Program seeks volunteers to advocate for abused children

Published 6:47 pm Friday, April 14, 2017

Every child deserves to have someone looking out for his or her best interests. Many don’t have that person —which is why the North Carolina Guardian ad Litem program is seeking local volunteers to be voices for the voiceless.

“We need many new volunteers this year to support a growing population of children placed in foster care in District 2 & 3A (Beaufort, Martin, Hyde, Washington, Tyrrell & Pitt Counties),” Dr. Laura Staton, a retired physician and a GAL volunteer for the past eight years, wrote in an email. “In 2016 in North Carolina, our program supported 5,075 GALs in service to 17,219 children across North Carolina. In an effort to make sure every child has a GAL, we are looking to make our community aware of the need, and aware of this unique volunteer opportunity. We know there are many potential volunteers in our community who would like make a difference in a child’s life.”

A Guardian ad Litem advocate is a trained community volunteer who is appointed, along with a Guardian ad Litem attorney, by a district court judge to investigate and determine the needs of abused and neglected children petitioned into the court system by the Department of Social Services, according to the North Carolina GAL program website.
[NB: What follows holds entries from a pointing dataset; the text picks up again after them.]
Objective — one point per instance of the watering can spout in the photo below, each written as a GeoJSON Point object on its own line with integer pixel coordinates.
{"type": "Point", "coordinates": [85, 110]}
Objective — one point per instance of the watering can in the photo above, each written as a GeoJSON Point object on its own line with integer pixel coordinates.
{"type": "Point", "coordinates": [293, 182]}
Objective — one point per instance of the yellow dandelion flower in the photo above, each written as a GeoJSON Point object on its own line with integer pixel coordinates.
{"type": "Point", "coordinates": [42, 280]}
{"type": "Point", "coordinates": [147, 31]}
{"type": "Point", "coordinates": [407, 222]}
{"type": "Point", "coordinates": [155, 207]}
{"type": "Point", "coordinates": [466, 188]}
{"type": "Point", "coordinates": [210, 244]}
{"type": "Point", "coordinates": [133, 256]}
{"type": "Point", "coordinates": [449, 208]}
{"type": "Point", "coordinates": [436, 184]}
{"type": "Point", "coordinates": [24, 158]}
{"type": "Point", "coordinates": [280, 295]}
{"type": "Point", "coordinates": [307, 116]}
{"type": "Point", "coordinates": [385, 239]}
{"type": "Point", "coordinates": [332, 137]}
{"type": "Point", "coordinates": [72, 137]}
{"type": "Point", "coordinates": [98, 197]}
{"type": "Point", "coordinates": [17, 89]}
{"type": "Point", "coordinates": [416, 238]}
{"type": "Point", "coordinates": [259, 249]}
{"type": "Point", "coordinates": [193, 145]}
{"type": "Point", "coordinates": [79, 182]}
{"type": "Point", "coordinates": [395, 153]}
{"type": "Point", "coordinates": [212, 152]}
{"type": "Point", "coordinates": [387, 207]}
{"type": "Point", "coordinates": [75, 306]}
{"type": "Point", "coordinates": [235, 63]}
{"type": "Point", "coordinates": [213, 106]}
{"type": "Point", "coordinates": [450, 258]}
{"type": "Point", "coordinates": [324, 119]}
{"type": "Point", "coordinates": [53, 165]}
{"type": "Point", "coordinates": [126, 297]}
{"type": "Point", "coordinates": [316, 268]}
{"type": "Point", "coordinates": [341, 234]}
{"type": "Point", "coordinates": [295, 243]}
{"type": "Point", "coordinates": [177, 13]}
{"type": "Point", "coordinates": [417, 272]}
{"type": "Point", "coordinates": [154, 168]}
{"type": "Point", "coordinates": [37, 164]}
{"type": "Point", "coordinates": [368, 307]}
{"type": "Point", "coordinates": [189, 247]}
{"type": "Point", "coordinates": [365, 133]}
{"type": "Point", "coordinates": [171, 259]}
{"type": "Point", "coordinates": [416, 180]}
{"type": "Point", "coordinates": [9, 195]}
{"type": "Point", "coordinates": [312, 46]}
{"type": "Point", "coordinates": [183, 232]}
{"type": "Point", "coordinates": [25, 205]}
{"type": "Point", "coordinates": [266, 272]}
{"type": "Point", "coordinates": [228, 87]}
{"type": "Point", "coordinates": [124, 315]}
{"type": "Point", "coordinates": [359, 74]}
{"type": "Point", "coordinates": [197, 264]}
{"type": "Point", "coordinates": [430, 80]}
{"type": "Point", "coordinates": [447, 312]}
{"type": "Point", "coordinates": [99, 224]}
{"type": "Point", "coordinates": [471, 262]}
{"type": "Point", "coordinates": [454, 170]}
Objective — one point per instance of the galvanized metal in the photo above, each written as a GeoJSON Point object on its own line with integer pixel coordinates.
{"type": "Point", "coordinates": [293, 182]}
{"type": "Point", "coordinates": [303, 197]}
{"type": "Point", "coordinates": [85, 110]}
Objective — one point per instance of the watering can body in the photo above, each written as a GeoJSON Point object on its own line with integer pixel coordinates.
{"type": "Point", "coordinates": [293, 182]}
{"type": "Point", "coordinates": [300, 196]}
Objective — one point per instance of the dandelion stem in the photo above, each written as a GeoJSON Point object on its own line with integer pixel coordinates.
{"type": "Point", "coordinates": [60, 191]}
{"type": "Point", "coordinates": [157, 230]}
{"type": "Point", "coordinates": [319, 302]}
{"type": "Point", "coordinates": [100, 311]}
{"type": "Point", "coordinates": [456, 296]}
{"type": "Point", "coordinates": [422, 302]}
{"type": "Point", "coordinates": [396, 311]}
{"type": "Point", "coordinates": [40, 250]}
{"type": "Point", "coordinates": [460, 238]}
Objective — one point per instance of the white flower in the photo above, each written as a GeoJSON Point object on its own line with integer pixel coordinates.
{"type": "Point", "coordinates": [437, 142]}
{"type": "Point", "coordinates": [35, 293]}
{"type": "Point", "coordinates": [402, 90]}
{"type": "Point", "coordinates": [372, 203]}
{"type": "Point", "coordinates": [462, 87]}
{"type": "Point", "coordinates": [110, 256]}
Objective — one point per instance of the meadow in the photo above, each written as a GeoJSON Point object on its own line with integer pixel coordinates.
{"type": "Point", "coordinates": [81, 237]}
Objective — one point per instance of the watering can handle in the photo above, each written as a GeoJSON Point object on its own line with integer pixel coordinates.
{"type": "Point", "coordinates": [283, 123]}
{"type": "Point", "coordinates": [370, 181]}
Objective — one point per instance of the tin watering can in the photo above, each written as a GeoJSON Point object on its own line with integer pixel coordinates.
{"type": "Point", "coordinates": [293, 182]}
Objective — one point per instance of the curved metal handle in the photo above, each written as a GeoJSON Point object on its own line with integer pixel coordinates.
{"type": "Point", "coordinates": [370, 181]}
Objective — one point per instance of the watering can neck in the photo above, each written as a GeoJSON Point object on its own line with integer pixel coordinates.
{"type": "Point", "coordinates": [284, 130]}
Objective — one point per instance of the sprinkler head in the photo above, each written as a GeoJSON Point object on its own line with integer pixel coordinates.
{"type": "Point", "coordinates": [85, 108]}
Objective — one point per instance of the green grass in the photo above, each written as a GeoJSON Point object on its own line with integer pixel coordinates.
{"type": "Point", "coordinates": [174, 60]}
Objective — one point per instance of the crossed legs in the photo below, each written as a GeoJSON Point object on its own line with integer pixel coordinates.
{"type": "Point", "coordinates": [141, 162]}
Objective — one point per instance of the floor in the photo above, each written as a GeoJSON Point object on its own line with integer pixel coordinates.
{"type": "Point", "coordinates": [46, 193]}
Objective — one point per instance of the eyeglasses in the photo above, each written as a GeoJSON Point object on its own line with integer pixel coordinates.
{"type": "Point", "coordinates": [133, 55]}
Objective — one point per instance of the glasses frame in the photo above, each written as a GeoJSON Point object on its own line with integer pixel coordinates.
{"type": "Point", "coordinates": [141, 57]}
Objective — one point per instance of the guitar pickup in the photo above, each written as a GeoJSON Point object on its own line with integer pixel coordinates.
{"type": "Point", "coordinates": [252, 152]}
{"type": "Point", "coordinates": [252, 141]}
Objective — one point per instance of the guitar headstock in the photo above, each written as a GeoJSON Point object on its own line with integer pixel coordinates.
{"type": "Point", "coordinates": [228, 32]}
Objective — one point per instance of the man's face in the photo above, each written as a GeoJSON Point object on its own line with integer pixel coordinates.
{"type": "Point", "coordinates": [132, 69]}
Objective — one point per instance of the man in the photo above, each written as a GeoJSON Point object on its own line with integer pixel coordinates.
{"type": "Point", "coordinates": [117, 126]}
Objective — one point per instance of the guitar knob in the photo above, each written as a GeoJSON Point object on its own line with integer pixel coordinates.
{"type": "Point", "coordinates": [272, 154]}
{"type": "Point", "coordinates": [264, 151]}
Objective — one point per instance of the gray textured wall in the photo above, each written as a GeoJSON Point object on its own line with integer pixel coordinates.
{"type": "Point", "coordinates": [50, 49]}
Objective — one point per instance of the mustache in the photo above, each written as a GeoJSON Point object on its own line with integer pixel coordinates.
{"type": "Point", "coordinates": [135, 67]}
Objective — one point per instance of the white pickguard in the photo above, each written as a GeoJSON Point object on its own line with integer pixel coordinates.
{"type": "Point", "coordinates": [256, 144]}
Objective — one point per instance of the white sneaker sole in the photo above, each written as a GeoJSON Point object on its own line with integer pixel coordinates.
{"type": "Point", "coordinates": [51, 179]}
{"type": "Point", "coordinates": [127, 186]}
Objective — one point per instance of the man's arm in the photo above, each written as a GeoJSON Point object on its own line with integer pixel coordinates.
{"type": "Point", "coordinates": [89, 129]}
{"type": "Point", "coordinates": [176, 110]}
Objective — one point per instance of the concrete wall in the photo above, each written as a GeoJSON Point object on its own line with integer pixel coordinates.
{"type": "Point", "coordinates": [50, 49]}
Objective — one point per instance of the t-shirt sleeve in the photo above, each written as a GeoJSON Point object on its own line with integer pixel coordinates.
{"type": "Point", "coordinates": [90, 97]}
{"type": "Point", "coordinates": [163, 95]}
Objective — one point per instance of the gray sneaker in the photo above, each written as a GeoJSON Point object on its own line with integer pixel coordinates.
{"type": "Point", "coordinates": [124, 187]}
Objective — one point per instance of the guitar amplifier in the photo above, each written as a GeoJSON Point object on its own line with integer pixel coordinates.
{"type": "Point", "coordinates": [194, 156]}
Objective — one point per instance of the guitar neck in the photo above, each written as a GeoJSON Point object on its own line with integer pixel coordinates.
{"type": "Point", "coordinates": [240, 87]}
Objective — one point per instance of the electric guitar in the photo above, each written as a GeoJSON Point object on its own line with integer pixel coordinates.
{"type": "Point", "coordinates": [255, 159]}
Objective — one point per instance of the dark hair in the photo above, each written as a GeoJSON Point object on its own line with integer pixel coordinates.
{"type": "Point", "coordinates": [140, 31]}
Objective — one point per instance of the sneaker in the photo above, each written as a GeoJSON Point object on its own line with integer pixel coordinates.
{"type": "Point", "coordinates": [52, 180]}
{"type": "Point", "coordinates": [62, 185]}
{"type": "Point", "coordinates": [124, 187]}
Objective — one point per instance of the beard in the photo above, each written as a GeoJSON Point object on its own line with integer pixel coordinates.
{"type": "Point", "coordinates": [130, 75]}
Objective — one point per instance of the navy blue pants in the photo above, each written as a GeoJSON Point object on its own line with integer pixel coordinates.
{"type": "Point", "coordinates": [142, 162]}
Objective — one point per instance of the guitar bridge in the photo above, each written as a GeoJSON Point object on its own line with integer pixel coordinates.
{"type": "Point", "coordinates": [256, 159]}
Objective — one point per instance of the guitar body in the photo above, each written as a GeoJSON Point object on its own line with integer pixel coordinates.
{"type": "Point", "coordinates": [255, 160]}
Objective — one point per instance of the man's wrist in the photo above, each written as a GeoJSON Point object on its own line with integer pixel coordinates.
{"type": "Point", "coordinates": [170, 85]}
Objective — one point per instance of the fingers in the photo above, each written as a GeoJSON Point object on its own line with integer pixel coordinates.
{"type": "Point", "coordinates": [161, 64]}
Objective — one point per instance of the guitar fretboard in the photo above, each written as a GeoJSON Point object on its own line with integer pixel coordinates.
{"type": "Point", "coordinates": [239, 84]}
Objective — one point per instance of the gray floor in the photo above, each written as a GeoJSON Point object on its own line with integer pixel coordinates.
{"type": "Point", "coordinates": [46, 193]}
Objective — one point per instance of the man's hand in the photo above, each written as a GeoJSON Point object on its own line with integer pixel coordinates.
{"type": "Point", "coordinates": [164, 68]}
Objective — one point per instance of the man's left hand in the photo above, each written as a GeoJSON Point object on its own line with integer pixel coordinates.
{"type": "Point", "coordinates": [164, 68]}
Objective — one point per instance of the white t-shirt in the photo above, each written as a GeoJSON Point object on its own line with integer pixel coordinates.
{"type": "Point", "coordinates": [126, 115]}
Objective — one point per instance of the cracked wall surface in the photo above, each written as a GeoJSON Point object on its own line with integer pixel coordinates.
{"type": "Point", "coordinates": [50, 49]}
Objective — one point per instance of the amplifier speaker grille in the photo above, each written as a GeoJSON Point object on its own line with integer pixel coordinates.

Volunteers donate an average of eight hours a month, which may include visiting with a child client, conducting interviews, reading reports, monitoring court orders, collaborating with service providers, formulating fact-based, child-focused court reports with recommendations and testifying in court hearings.

In North Carolina, there are currently 2,200 abused and neglected children in the foster system who go to court without someone to advocate just for them — 24 of them are in Beaufort County, Staton wrote. While Beaufort County has 39 active GAL volunteers, there is a need for more, she said. GAL staff is seeking volunteers for the local training program that consists of 30 hours of both online and in-person classes. The in-person classes will run for six weeks on Tuesday evenings beginning April 28.

Tom Walker is another Beaufort County resident who volunteered for the program after he retired in 2007. As a civil litigator, Walker had the law background, but he’d never worked in juvenile matters.

“As far as I know, I’m the only lawyer in the local GAL program, but there’s no need to be,” Walker said. “You’ve got to be able to be willing to do the legwork. You can have parents tell you something; you can get information from them as to what happened in an incident, but you get the best information from the source. You have to go to the police station; you have to look at the police report. You have to go to courts, you have to talk to the doctor, look at the medical records. It takes some time and effort, but anybody can do that. … And I like the investigation part of it. Quite frankly, I really do.”

In the past 10 years, Walker said he’s represented 20 or more Beaufort County children and worked with parents and other relatives to find the best outcome for a child in the foster system, even though the choices are sometimes limited to choosing the best available result from several bad options, he said.

“In my opinion, I think it’s always best if the kids can go back to their biological parents. In my experience, I’ve frequently worked with the parents to understand what they need to do to get their kids back,” Walker said. “I’ll work with the parents first to see if we can get them back there. If not — a relative. Thank God for grandparents. … You’ve got to be able to look at it objectively, which can be difficult sometimes.”

That makes it very important each and every child has someone who’s on their side and willing be their voice in the courtroom, especially during times of chance and uncertainty, according to Staton.

“It’s one kid at a time,” Walker said.